2The mixture should be well-combined and slightly sticky but still shapeable. The tomatoes and onions should be visible as distinct pieces throughout the meat, not pureed. Refrigerate the mixture for thirty minutes to firm up for easier shaping.
3Divide the mixture into eight portions. Shape each portion into a flat, round patty about twelve centimetres in diameter and one centimetre thick. The patties should be thin and wide, which is the defining characteristic of Peshawar-style chapli kabab.
4Heat vegetable oil in a large skillet to about five millimetres depth over medium-high heat. The oil should shimmer but not smoke. Carefully slide the patties into the hot oil, cooking no more than two at a time to maintain the temperature.
5Fry for four to five minutes per side without pressing down on the patties. The first side should develop a deeply browned, crispy crust before flipping. The visible pomegranate seeds and whole spices should be seared into the surface creating an aromatic crust.

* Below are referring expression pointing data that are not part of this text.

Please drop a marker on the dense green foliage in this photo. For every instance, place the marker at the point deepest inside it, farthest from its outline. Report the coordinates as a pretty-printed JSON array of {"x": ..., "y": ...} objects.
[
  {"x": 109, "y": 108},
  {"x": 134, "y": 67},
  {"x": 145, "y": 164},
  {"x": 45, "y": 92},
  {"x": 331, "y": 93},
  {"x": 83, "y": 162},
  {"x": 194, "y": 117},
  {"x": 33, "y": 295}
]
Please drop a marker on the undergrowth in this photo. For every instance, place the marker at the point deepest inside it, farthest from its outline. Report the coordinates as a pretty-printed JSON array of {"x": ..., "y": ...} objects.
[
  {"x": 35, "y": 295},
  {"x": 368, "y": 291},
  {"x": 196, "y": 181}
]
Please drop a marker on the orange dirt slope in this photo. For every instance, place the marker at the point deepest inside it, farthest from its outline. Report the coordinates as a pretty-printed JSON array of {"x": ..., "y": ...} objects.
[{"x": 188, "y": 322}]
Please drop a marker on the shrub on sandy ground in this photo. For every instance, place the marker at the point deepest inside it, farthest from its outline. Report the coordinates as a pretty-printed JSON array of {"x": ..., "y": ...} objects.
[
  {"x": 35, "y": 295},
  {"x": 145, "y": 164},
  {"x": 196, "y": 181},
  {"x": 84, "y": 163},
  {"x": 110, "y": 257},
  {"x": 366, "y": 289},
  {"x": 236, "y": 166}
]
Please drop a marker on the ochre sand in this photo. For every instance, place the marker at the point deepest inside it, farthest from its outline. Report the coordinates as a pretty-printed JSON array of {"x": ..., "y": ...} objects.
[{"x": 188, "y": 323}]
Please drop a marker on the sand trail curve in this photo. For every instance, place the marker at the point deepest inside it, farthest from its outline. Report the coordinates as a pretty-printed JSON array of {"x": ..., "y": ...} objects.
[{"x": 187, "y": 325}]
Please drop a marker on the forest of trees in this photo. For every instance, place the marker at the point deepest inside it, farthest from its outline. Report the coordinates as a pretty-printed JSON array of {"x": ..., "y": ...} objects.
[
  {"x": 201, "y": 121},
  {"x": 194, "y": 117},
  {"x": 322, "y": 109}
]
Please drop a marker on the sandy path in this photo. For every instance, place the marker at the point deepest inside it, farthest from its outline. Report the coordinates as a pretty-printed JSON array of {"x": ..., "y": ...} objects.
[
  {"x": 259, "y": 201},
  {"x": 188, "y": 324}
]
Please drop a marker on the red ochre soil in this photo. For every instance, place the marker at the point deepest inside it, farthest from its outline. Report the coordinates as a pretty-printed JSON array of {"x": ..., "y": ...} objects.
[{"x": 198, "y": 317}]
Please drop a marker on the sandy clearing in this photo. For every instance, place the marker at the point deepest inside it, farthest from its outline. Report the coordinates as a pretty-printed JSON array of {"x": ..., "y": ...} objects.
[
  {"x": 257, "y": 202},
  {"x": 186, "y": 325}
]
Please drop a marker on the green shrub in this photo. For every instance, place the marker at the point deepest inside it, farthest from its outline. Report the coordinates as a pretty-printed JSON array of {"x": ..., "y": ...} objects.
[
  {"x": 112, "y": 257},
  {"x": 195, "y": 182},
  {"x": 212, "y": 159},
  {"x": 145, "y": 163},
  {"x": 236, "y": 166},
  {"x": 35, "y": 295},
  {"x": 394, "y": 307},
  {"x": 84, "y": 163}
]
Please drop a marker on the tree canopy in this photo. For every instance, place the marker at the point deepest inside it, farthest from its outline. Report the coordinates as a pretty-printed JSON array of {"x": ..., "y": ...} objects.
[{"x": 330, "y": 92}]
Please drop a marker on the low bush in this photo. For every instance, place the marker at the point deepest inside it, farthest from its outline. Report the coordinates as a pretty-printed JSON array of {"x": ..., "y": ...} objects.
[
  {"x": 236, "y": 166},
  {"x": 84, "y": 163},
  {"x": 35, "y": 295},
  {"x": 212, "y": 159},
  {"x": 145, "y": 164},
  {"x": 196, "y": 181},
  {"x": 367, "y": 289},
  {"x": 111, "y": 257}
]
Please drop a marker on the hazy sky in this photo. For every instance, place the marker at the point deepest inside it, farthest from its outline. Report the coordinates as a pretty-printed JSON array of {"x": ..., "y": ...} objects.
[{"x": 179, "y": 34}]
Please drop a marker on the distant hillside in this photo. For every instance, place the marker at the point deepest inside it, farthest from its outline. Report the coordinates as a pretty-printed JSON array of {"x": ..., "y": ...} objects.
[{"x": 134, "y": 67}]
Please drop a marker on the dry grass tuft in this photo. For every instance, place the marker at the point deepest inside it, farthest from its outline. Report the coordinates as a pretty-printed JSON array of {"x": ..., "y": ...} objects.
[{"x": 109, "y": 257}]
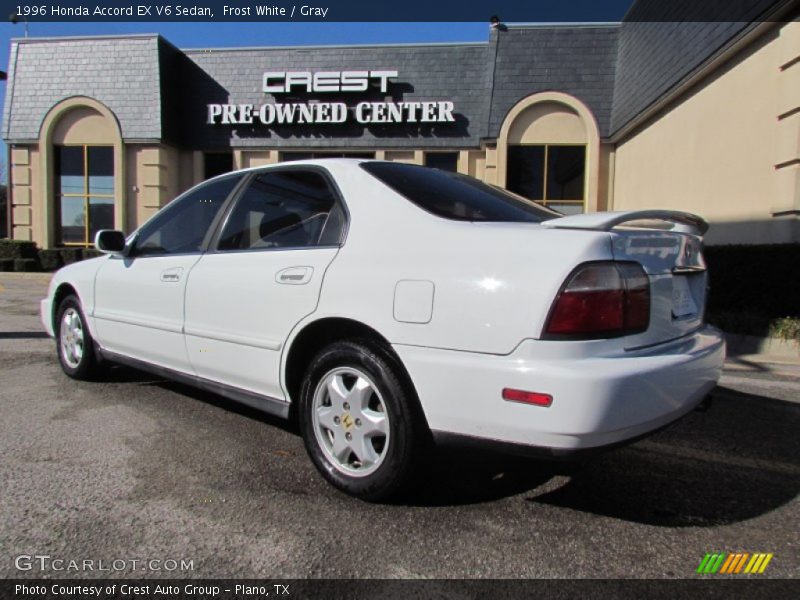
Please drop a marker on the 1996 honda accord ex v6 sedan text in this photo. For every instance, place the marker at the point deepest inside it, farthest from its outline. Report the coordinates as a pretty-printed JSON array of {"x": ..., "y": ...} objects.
[{"x": 384, "y": 305}]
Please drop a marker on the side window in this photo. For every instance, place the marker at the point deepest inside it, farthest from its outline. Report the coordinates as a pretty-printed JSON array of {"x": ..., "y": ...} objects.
[
  {"x": 284, "y": 209},
  {"x": 182, "y": 225}
]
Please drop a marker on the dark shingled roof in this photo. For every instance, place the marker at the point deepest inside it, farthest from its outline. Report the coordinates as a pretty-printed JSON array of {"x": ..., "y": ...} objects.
[
  {"x": 661, "y": 43},
  {"x": 120, "y": 72},
  {"x": 577, "y": 60},
  {"x": 160, "y": 93}
]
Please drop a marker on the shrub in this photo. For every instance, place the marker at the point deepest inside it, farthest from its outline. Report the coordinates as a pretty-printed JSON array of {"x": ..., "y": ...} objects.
[{"x": 50, "y": 260}]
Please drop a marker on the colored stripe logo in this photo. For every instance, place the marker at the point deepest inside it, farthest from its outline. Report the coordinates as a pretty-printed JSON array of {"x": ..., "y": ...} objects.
[{"x": 734, "y": 563}]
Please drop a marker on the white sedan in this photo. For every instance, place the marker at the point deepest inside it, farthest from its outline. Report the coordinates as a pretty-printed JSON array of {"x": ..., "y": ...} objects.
[{"x": 385, "y": 306}]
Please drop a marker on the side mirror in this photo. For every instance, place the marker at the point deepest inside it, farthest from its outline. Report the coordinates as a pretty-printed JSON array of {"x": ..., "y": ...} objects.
[{"x": 110, "y": 241}]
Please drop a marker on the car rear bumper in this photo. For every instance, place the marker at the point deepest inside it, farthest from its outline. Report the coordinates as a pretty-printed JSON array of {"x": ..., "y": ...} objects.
[{"x": 598, "y": 401}]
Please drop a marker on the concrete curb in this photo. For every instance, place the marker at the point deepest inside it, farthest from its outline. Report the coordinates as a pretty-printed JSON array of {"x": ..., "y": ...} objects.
[{"x": 774, "y": 349}]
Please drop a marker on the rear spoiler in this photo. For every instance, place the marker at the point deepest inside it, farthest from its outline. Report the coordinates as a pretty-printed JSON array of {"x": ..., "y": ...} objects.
[{"x": 606, "y": 221}]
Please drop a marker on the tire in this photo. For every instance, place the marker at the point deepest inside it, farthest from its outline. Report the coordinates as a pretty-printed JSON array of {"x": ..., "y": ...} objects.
[
  {"x": 74, "y": 343},
  {"x": 361, "y": 425}
]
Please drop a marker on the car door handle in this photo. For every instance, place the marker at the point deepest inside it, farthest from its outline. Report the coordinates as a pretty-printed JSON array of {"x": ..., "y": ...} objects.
[
  {"x": 172, "y": 275},
  {"x": 295, "y": 275}
]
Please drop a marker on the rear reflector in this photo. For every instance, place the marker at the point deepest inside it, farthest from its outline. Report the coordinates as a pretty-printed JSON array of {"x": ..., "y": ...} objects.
[
  {"x": 527, "y": 397},
  {"x": 602, "y": 299}
]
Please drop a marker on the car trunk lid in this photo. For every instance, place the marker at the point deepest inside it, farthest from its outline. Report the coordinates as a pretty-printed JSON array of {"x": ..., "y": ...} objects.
[{"x": 668, "y": 245}]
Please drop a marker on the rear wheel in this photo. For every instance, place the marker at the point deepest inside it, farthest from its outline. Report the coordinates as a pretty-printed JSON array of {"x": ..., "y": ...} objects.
[
  {"x": 360, "y": 424},
  {"x": 74, "y": 342}
]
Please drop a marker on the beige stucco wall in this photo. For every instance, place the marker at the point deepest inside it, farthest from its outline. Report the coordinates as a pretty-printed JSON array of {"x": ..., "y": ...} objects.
[
  {"x": 156, "y": 174},
  {"x": 728, "y": 149}
]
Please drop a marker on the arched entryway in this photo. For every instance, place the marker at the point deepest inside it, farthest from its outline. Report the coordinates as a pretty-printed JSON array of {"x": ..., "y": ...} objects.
[
  {"x": 548, "y": 150},
  {"x": 83, "y": 163}
]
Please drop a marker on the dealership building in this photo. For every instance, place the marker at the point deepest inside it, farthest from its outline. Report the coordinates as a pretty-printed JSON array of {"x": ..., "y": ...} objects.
[{"x": 698, "y": 115}]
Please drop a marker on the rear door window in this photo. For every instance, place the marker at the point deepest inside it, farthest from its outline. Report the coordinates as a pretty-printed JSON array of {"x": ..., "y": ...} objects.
[{"x": 284, "y": 209}]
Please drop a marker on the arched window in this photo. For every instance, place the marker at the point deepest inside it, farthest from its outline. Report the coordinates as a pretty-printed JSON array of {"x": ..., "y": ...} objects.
[
  {"x": 83, "y": 156},
  {"x": 549, "y": 144}
]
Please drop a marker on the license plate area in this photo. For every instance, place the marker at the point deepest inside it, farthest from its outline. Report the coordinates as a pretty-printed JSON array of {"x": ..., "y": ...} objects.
[{"x": 683, "y": 303}]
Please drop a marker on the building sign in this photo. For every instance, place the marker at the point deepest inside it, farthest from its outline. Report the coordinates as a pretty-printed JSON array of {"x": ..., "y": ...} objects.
[{"x": 317, "y": 112}]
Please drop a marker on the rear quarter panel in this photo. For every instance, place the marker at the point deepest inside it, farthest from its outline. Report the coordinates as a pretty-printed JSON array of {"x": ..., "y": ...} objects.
[{"x": 493, "y": 282}]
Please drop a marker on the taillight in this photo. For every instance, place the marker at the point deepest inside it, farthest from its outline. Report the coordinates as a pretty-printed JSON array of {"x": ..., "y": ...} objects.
[{"x": 602, "y": 299}]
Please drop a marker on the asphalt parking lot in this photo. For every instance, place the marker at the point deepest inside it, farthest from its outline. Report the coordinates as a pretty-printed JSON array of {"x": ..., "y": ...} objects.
[{"x": 137, "y": 468}]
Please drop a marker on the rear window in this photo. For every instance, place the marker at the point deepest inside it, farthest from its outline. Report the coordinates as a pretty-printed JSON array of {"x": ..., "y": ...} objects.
[{"x": 457, "y": 197}]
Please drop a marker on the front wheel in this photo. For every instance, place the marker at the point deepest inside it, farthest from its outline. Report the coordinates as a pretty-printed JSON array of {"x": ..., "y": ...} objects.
[
  {"x": 74, "y": 342},
  {"x": 360, "y": 423}
]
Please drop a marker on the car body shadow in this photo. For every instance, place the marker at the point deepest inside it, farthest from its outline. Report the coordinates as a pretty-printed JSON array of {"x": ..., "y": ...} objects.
[{"x": 737, "y": 461}]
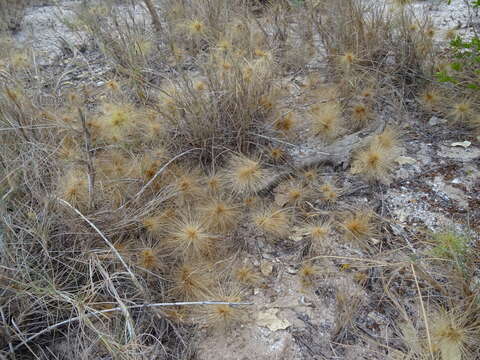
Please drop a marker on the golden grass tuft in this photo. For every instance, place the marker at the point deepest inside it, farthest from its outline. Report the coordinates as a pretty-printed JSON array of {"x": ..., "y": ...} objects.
[
  {"x": 374, "y": 162},
  {"x": 245, "y": 175}
]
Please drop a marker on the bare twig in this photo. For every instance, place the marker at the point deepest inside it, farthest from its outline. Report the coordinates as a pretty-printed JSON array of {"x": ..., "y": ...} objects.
[
  {"x": 142, "y": 190},
  {"x": 142, "y": 306},
  {"x": 114, "y": 250},
  {"x": 90, "y": 166},
  {"x": 153, "y": 13},
  {"x": 424, "y": 312}
]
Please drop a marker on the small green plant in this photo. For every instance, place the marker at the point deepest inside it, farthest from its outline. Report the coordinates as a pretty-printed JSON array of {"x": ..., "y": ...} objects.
[{"x": 451, "y": 245}]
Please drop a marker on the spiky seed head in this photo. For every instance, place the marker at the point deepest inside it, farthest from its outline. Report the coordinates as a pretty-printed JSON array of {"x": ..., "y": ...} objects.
[
  {"x": 374, "y": 163},
  {"x": 245, "y": 175},
  {"x": 329, "y": 192},
  {"x": 277, "y": 154},
  {"x": 361, "y": 114},
  {"x": 310, "y": 175},
  {"x": 222, "y": 316},
  {"x": 430, "y": 32},
  {"x": 73, "y": 188},
  {"x": 191, "y": 281},
  {"x": 455, "y": 333},
  {"x": 190, "y": 239},
  {"x": 220, "y": 215},
  {"x": 148, "y": 259}
]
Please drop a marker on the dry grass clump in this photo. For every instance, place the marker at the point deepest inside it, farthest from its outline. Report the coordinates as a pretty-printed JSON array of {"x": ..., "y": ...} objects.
[
  {"x": 120, "y": 201},
  {"x": 376, "y": 161}
]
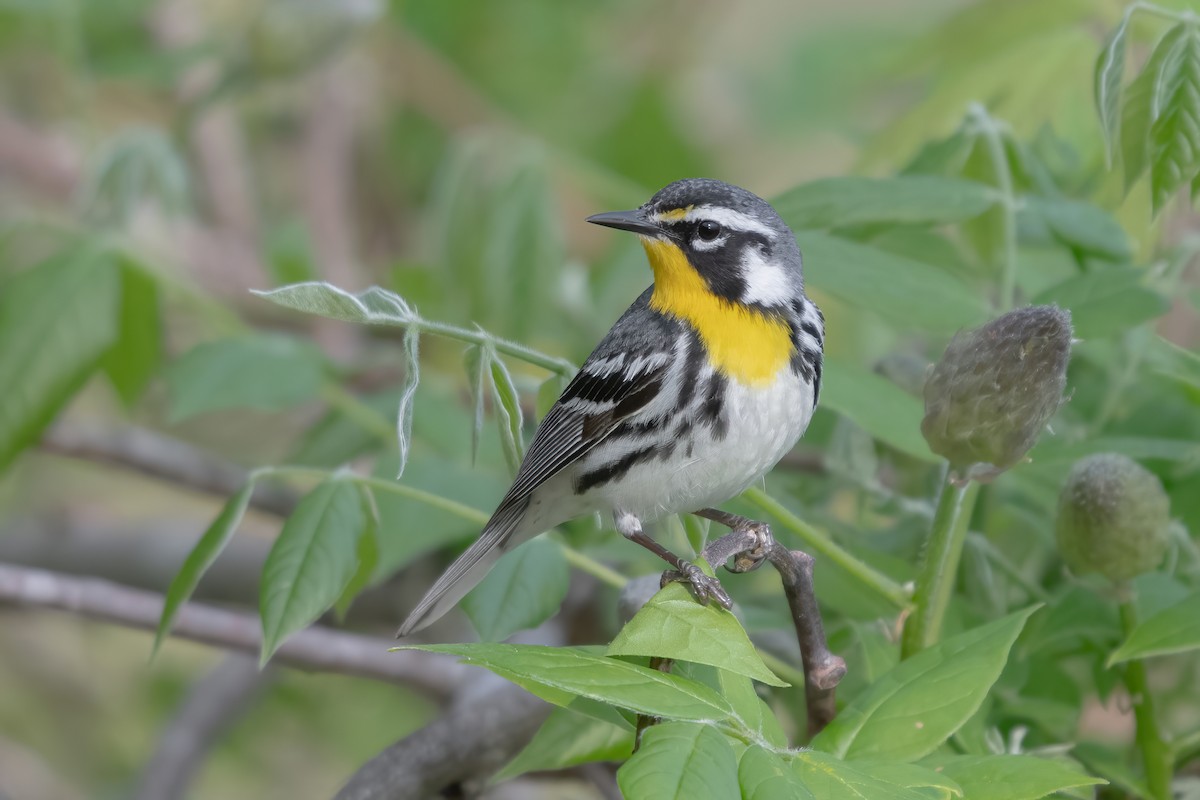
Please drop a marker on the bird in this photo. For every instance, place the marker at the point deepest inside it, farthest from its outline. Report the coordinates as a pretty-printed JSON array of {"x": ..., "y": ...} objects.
[{"x": 697, "y": 390}]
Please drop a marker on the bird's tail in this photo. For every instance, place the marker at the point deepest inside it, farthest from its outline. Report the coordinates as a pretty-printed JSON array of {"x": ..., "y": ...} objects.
[{"x": 468, "y": 569}]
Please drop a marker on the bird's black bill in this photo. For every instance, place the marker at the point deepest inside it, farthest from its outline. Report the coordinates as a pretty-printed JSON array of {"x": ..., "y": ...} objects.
[{"x": 633, "y": 221}]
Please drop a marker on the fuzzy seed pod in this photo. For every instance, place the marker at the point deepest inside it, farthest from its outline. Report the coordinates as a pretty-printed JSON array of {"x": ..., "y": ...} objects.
[
  {"x": 1113, "y": 517},
  {"x": 995, "y": 389}
]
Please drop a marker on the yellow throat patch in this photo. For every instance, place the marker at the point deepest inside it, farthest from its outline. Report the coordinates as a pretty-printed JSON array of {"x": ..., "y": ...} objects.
[{"x": 742, "y": 343}]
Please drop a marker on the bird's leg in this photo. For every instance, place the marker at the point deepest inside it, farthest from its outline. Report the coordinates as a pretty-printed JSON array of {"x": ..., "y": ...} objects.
[
  {"x": 749, "y": 549},
  {"x": 705, "y": 587}
]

6Remove the cooked chapli kababs and drain briefly on a wire rack. Serve hot with warm naan bread, yogurt-mint chutney, sliced onion rings, and a fresh tomato-cucumber salad. These are the signature street food of Peshawar and taste best eaten immediately.
Did You Know?
Chapli means 'flat' in Pashto. Authentic chapli kababs are fried in beef tallow, which gives them their distinctive crispy edges and rich flavor.